Duane Thys of Cedar Rapids:

 

I LOVE COMPOST!!

 

I  HAVE BEEN COMPOSTING FOR OVER FORTY YEARS.   PRESENTLY I HAVE TWO PLASTIC BINS AND A WIRE CAGE.  I ‘FEED’ THE BINS FROM THE CAGE WHICH  HOLDS  LEAVES AND GARDEN REFUSE.  I LAYER GRASS CLIPPINGS, KITCHEN SCRAPS, DRYER LINT, PAPER, ETC.,  WITH THE LEAVES AND GRASS CLIPPINGS.    I HAVE NEVER HAD ENOUGH COMPOST.  I   TOLD MY WIFE THAT I WOULD LIKE TO HAVE ALL THE COMPOST IN THE WORLD.  SHE THINKS  I’M NUTS.

 

I ALSO RAISE RED WORMS.  THESE ORIGINALLY WERE FOR FISH BAIT ALTHOUGH I SECRETLY WAS THINKING ABOUT MORE COMPOST.  THIS TURNED OUT BETTER THAN EXPECTED.  THE WORMS MAKE EXCELLENT BAIT , BUT THE COMPOST IS  AWESOME.   USING TWO BUCKETS  I DEVISED A COMPOST TEA MAKER .  THIS BREW MAKES EVERYTHING FROM ASPARGAS  TO ZENNIAS  GROW. 

 

GETTING ENOUGH ORGANIC MATERIAL  HAS BECOME A PROBLEM.  THE WORMS NOW EAT ALMOST ALL THE KITCHEN  SCRAPS SO MY OTHER COMPOST SOMETIMES GOES WITHOUT.  I TAKE LEAVES AND GRASS CLIPPINGS FROM  NEIGHBORS.  (EXCEPT THE  ONES WITH DOGS) 

 

I WAS TAUGHT NOT TO WASTE ANYTHING  SO, COMPOSTING COMES NATURALLY TO ME.  I CAN’T UNDERSTAND WHY SOMEONE WOULD THROW AWAY PERFECTLY GOOD GARBAGE.

 

Neena Miller of Scotch Grove:

 

   The first time I was aware of the benefits of composting was when I was in ninth grade and had a pony (1968.)

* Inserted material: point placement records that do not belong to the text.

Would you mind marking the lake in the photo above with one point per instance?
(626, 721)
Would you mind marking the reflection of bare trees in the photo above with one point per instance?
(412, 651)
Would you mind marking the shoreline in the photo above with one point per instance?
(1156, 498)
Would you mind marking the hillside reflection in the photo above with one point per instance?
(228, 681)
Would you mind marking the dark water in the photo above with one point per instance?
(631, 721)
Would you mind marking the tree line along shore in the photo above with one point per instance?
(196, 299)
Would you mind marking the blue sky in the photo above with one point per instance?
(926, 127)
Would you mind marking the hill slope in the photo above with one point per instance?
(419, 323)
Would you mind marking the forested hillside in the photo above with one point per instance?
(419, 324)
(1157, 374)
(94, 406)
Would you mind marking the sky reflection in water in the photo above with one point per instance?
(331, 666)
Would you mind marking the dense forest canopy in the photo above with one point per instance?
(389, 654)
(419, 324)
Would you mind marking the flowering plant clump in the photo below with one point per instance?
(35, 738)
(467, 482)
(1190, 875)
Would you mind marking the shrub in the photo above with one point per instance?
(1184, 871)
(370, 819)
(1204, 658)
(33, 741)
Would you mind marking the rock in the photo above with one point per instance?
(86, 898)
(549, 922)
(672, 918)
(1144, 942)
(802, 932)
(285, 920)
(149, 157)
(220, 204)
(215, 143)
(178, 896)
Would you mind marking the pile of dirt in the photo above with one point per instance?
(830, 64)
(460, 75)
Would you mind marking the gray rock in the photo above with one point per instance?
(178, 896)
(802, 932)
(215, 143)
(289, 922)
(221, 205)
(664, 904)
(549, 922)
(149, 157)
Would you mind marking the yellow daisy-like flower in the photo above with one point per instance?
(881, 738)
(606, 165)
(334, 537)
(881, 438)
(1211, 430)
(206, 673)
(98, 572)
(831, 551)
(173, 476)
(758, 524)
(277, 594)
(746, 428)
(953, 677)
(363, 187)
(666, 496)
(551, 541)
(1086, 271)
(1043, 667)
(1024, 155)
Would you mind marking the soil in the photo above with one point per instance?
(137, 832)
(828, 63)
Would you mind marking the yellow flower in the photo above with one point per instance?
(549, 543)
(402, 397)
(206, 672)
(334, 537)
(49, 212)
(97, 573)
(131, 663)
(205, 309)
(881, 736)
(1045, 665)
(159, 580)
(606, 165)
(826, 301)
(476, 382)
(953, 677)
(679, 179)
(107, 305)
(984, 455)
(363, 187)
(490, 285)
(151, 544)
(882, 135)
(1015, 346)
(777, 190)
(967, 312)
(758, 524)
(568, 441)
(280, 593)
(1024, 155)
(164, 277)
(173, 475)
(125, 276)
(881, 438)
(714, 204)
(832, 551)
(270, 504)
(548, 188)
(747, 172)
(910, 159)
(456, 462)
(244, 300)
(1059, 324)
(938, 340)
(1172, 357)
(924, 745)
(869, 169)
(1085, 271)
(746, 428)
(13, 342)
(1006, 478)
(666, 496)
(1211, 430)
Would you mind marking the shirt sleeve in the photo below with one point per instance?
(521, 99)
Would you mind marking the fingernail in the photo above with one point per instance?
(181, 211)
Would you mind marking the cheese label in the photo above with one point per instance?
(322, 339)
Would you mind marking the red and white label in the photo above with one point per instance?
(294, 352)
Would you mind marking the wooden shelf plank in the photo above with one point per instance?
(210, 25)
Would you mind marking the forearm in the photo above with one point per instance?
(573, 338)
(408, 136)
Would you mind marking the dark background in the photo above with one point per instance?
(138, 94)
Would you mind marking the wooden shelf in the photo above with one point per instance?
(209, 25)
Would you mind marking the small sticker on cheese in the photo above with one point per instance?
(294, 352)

   Mucking out the stalls was my chore to do, in order to have my beloved pet, and, although it was hard work, it was very beneficial (especially to the summer garden.)    Throughout my life, I have always known my mother to continue the composting tradition by collecting kitchen scraps and lawn clippings to add to the compost bin.

   Today, I continue that tradition on the farm. I have a bucket under the sink for all kitchen scraps. I keep a dishcloth over the top, to keep away gnats.    In the garden, I have a circle of wire (like chicken wire) where I deposit the kitchen scraps from my bucket, layering with yard clippings, leaves, manure and pulled weeds.

   The different “green” debris and manure, which I variegate in the pile, create heat, which cooks the compost pile, creating a germ free “super” fertilizer for my new garden and potted plants. The “waste” factor of using a garbage disposer and flushing these valuable nutrients down the drain, or throwing leftover food products in plastic, non-biodegradable bags into our garbage dumps is huge.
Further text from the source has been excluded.